Sutileza (Subtilitas): O corpo será totalmente sujeito e penetrado pelo espírito(cf. 1Cor 15,44), sem ser impedido pela matéria. Ele não estará sujeito às leis da física da mesma forma que os corpos terrenos. A passagem de Cristo por portas fechadas é o exemplo clássico dessa liberdade em relação às barreiras naturais, a capacidade de entrar em espaços sem ser fisicamente barrado.
Agilidade (Agilitas): O corpo poderá se mover de um lugar para outro com a velocidade do pensamento, sem o esforço físico ou a lentidão de um corpo terreno. A capacidade de Jesus de aparecer e desaparecer demonstra essa liberdade de locomoção.

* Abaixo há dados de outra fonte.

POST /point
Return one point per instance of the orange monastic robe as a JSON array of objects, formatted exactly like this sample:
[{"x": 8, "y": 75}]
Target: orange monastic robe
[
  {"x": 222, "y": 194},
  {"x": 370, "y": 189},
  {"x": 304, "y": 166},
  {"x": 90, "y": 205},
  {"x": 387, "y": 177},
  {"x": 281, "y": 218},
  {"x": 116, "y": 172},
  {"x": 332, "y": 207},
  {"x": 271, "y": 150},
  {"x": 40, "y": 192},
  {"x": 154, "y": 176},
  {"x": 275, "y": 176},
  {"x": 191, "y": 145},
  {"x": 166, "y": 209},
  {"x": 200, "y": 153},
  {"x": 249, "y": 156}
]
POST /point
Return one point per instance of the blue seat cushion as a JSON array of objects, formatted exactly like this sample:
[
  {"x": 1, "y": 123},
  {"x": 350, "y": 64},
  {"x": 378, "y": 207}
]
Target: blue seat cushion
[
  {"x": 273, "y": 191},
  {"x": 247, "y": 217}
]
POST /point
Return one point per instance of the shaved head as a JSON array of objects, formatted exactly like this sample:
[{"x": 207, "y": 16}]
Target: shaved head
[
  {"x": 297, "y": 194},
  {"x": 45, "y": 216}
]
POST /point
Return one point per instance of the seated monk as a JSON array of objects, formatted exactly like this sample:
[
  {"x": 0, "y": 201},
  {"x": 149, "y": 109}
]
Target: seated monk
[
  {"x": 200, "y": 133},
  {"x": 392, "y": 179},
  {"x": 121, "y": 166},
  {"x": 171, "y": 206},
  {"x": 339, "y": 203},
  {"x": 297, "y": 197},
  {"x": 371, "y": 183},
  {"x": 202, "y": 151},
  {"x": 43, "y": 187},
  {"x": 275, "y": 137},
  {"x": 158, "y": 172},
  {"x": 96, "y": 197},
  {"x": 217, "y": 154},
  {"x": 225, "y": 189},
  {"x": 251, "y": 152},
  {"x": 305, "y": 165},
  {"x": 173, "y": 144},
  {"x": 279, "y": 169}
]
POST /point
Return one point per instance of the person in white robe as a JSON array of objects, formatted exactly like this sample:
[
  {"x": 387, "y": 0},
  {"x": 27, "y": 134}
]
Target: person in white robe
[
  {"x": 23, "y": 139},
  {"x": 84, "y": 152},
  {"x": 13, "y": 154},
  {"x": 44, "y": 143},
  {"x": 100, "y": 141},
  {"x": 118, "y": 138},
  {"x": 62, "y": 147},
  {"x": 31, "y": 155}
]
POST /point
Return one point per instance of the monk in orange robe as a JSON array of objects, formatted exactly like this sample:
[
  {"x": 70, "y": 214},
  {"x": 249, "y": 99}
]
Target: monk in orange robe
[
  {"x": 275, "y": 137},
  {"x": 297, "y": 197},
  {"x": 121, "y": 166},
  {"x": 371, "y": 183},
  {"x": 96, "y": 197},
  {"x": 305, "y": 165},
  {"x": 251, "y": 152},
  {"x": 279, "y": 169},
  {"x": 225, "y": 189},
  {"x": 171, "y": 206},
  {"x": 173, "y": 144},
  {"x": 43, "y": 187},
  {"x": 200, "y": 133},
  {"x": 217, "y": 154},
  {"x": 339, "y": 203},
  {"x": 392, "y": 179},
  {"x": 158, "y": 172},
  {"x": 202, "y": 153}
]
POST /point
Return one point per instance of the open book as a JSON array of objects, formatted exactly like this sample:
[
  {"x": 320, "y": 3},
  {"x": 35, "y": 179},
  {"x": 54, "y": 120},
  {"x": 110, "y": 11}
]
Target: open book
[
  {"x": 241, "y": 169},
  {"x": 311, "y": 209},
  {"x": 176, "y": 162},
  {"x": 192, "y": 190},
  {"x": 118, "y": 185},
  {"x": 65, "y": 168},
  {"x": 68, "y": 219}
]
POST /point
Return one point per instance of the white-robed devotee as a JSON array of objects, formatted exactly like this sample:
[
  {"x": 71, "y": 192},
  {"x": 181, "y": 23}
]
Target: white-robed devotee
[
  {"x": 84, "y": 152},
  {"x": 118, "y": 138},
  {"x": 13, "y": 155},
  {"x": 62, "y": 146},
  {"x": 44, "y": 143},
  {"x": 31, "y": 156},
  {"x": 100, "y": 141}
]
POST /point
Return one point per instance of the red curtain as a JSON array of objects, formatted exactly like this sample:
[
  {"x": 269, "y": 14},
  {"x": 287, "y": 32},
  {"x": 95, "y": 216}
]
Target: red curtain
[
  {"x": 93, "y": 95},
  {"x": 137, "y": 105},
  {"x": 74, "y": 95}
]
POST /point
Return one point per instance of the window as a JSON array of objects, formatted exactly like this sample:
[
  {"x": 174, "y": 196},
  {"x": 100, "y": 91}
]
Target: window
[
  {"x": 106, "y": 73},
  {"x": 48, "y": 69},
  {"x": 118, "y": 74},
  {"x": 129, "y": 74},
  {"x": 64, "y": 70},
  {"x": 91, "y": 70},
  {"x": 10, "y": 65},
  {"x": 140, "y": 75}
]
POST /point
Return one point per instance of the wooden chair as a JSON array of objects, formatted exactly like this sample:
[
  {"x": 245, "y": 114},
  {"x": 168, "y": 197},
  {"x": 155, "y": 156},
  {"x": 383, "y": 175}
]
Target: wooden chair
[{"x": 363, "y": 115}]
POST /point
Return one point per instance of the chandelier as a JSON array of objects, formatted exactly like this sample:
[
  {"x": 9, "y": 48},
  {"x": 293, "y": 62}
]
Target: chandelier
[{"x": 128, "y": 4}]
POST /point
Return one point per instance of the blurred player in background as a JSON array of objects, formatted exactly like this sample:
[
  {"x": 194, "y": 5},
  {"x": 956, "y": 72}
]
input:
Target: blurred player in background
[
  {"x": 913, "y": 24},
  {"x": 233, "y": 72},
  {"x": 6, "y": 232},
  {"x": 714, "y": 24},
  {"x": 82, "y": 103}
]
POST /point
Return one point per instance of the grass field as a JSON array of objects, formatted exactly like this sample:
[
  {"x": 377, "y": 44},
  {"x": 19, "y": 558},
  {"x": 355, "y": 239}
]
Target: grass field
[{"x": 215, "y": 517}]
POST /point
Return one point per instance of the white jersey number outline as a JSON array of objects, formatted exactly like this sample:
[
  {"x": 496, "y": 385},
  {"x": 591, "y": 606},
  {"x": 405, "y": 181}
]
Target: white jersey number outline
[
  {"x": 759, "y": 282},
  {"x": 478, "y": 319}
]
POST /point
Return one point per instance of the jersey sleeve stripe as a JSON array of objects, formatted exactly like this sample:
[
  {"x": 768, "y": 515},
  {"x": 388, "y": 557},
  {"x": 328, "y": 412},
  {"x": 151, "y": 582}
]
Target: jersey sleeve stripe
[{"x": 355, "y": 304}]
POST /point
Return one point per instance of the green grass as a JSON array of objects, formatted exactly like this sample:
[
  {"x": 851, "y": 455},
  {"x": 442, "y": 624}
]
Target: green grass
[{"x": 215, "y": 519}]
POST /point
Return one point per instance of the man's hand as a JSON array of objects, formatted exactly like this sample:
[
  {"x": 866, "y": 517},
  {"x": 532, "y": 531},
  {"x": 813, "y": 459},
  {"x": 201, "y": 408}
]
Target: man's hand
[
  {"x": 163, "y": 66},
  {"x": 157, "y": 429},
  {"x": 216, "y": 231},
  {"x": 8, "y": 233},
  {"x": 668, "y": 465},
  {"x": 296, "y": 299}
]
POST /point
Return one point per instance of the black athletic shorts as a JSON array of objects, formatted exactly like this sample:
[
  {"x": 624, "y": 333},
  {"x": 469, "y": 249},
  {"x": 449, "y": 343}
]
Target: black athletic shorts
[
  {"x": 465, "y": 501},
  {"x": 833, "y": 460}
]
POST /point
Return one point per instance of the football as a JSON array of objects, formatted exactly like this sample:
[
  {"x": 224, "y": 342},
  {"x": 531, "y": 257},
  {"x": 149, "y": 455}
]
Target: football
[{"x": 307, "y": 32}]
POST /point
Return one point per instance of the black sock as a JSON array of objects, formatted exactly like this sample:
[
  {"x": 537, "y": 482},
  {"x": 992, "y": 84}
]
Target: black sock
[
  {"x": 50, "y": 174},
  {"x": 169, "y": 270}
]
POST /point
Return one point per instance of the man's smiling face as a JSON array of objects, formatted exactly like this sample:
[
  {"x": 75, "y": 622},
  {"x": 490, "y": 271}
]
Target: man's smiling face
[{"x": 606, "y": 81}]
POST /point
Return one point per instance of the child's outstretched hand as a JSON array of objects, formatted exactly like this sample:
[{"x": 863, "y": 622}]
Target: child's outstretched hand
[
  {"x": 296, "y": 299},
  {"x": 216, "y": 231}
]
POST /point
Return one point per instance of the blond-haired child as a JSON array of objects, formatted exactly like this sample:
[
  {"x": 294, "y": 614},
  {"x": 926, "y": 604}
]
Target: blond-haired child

Clareza (Claritas): O corpo glorificado irradiará a glória interior da alma. Ele será luminoso e belo, refletindo a santidade e a união perfeita com Deus. A Transfiguração de Cristo no monte Tabor é vista como uma prévia dessa qualidade, onde sua glória interior foi manifestada. Em verdade, o corpo glorioso — permanecendo o mesmo em identidade e substância — pode manifestar-se sob diversas aparências acidentais (cf. Mc 16,12), como ocorre no aparecimento de Cristo aos discípulos de Emaús, sem que isso implique mudança de natureza. No entanto, seu caráter último é o de uma beleza sem par. As aparições marianas testemunham também que, por disposição divina, a mesma Maria pode ser percebida com traços culturais diversos, conforme a necessidade (como na aparição da Virgem de Guadalupe, onde ela apareceu com traços indígenas).
4) Os dons da alma: ver, amar, ordenar-se
A teologia católica também detalha a perfeição que a alma alcançará, complementando a glória do corpo:
– O Dom da Integridade: essa é a perfeita ordem interior. A razão, iluminada pela verdade divina, comanda a vontade. E a vontade, por sua vez, comanda perfeitamente as emoções e os instintos. O homem não terá mais conflitos internos entre o que deve fazer e o que sente vontade de fazer. Tudo estará em harmonia e direcionado a Deus.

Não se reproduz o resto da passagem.